Jakarta, Aktual.co — Kehadiran sejumlah anggota Polri di Group A, Paspampres, yang bertugas mengamankan langsung Presiden, menjadi pertanyaan banyak pihak, termasuk oleh internal TNI dan Polri.
Hal itu diungkapkan oleh Ketua Pusat Studi Politik dan Keamanan dari Universitas Padjadjaran Bandung Muradi dalam keterangan tertulisnya kepada Aktual.co, Senin (17/11).
Meski demikian, dirinya menyadari jika secara legal tidak ada aturannya pengamanan kepala negara maupun kepala pemerintahan dilakukan oleh kepolisian kecuali terkait dengan tiga alasan.
“Pertama, hubungan antara kepala negara tidak baik, misalnya kepala negara merasa tidak nyaman dengan keberadaan militer yang mengamankannya. Sehingga kepala negara meminta kepolisian untuk mengamankan dirinya. Hal ini lazim terjadi di negara-negara dengan tradisi kudeta dan pemberontakan bersenjata,” kata dia.
Kedua, kata dia, kepala negara merasa bahwa ada faksionis di tubuh militer, sehingga efeknya akan mengganggu keselamatan kepala negara, sehingga dibutuhkan institusi lain untuk mengamankan kepala negara. 
“Hal ini sering dilakukan di negara dengan tradisi konflik bersenjata dan kudeta,” kata dia.
Ketiga, karena permintaan khusus dari kepala negara dengan mengintegrasikannya dengan pengamanan presiden yang telah ada. Langkah ini pernah dilakukan oleh Presiden Fidel Ramos saat menjabat sebagai presiden Philipina. Sebagaimana diketahui bahwa Fidel Ramos adalah purnawirawan jendral polisi.
“Bila melihat tiga alasan tersebut, maka melekatnya tujuh anggota Polri di paspampres karena permintaan dari presiden Jokowi.
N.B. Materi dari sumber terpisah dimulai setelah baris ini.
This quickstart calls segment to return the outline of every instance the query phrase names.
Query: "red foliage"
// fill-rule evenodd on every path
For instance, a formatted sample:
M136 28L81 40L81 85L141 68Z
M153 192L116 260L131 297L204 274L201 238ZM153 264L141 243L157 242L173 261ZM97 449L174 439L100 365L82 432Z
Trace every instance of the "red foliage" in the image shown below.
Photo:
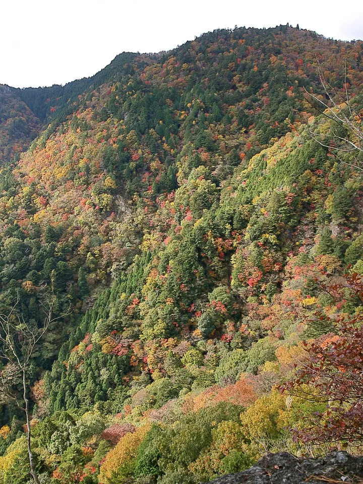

Hal ini dapat dipahami apabila mengingat pola kerja Jokowi yang kerap kali dadakan untuk melakukan blusukan atau sekedar memantau kinerja bawahannya. Hal yang mana sulit dilakukan dengan pengamanan paspampres yang telah memiliki protap dan SOP yang baku dan standar,” kata dia.
Dengan melekatnya anggota Polri di Paspampres tersebut bukan berarti menjadi bagian dari personel paspampres tetap, tapi sekedar dilekatkan agar memudahkan Jokowi melakukan blusukan dan kerja-kerjanya tanpa harus melalui proses yang baku, yang menjadi protap dan SOP paspampres.
“Dapat saja apabila pola pengamanan paspampres bisa lebih lentur maka anggota Polri ditarik dan sepenuhnya menjadi kewenangan pengamanan Paspampres, termasuk pada pengamanan blusukan yang bersifat dadakan dan tanpa perencanaan.”
Apalagi sebagai institusi Polri telah memiliki peran dan fungsi yang membutuhkan konsentrasi penuh dalam pengamanan keamanan dalam negeri sebagaimana yang diatur dalam UU Kepolisian.
Sebelumnya, Presiden Joko Widodo meminta agar keterlibatan Polisi dikaji di dalam Paspampres. Saat ini, pasukan Paspamres memang ada unsur Polri di dalamnya, namun itu sifatnya sementara.
“Presiden minta itu dikaji (penyerapan unsur polisi ke Paspampres) karena organisasi Paspampres di bawah Komando TNI jadi perlu dipikirkan bagaimana bentuk keterlibatan Polri dalam organisasi Paspampres itu,” kata Seskab Andi Widjajanto, di Kantor Presiden, Jl Medan Merdeka Utara, Senin (17/11).
Andi mengatakan, unsur polisi dalam pengamanan presiden saat ini hanyalah sebagai BKO untuk perbantuan. Sifatnya sementara.
“Sifatnya adhoc terutama untuk pengamanan presiden di ring 1, ring 2 da ring 3. Sifatnya satgas,” kata dia.
Menurut Andi, setiap bentuk pengamanan presiden seharusnya ada dari unsur polisi, TNI dan intelijen. “Jadi presiden minta ini untuk diformalkan,” kata dia.